Julien Gosselin | Maldoror
Courtesy of Julien Gosselin and Odeon Theater
A few years ago, Julien Gosselin was drawn to a book by Roberto Bolaño, “Distant Star”. It follows a narrator looking back on his youth in Chile and his fascination with a poet whose brilliance gradually reveals something much darker. This figure – artist, pilot, murderer – embodied a disturbing idea: that artistic talent and extreme cruelty might coexist, even nourish one another. At the time, Gosselin wanted to bring this story to the stage but couldn’t. He wasn’t ready to confront the proximity between creation and evil.
Later, as he returned to these questions, he encountered Joris-Karl Huysmans’ “Là-Bas”. In it, Huysmans challenges the limits of naturalism, arguing that reality cannot be reduced to what is visible or material. There is something else – an obscurity, a spiritual dimension, a hidden layer of evil – that cannot be explained, only faced. This idea stayed with Gosselin, especially as he read Bolaño’s “By Night in Chile”, where literary gatherings unfold above hidden torture chambers. Culture, intellect, poetry – everything seems to hover just above an abyss.
At that moment, he returned to Lautréamont’s “The Songs of Maldoror”, which he had first read as a teenager. He rediscovered a text of overwhelming violence and intensity, structured around a demonic figure who moves through acts of barbarity and excess. It is a text that doesn’t describe evil from a distance but generates it, forcing us to look at it directly.
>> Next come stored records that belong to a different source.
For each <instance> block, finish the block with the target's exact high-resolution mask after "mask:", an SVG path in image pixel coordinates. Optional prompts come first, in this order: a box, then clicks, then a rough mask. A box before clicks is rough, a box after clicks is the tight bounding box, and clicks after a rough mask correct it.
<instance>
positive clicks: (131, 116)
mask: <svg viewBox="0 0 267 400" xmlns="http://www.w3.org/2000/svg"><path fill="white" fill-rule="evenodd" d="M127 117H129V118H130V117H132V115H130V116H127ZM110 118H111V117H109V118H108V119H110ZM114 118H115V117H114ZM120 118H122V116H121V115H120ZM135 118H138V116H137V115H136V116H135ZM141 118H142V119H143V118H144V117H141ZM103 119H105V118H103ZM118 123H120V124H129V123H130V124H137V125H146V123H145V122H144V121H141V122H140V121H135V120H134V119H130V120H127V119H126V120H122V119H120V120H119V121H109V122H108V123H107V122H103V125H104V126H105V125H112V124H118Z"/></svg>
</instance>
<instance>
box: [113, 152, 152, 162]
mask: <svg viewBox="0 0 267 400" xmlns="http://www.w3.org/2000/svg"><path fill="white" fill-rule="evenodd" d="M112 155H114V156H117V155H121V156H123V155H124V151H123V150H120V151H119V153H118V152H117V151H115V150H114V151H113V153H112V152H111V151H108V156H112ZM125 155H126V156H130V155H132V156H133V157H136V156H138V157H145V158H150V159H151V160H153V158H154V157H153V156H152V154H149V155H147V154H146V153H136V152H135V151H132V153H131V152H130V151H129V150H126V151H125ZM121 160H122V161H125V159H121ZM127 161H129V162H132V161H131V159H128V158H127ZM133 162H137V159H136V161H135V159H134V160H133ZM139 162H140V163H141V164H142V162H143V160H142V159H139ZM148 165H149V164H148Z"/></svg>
In a way, it belongs to that same lineage as Bolaño and Huysmans: a literature that searches, relentlessly, for what lies beneath the surface.
Gradually, these works began to speak to one another. Bolaño’s fictional writers entangled with dictatorships, Huysmans’ search for a spiritual realism, Lautréamont’s furious descent into darkness – all seemed to circle around the same question: where does evil reside, and how can art approach it without dissolving into it?
Then, in 2025, during a visit to the Cour d’honneur at the Palais des Papes, Gosselin was shown something unexpected: beneath the stage, a vast, abandoned pit, plunging some twenty metres into darkness, filled with mud. No one had entered it for years. Standing above it, he immediately thought of those hidden spaces he had been reading about – the cellars in Bolaño’s Chile, the unseen layers beneath appearances. Under the stage, there was this void, silent and material, like the unconscious of the theatre itself.
As part of his Fellowship at Onassis AiR in 2026, Gosselin will spend dedicated time in Athens to conduct further research and write parts of the play.
Maldoror will premiere at the Festival d’Avignon in July 2026.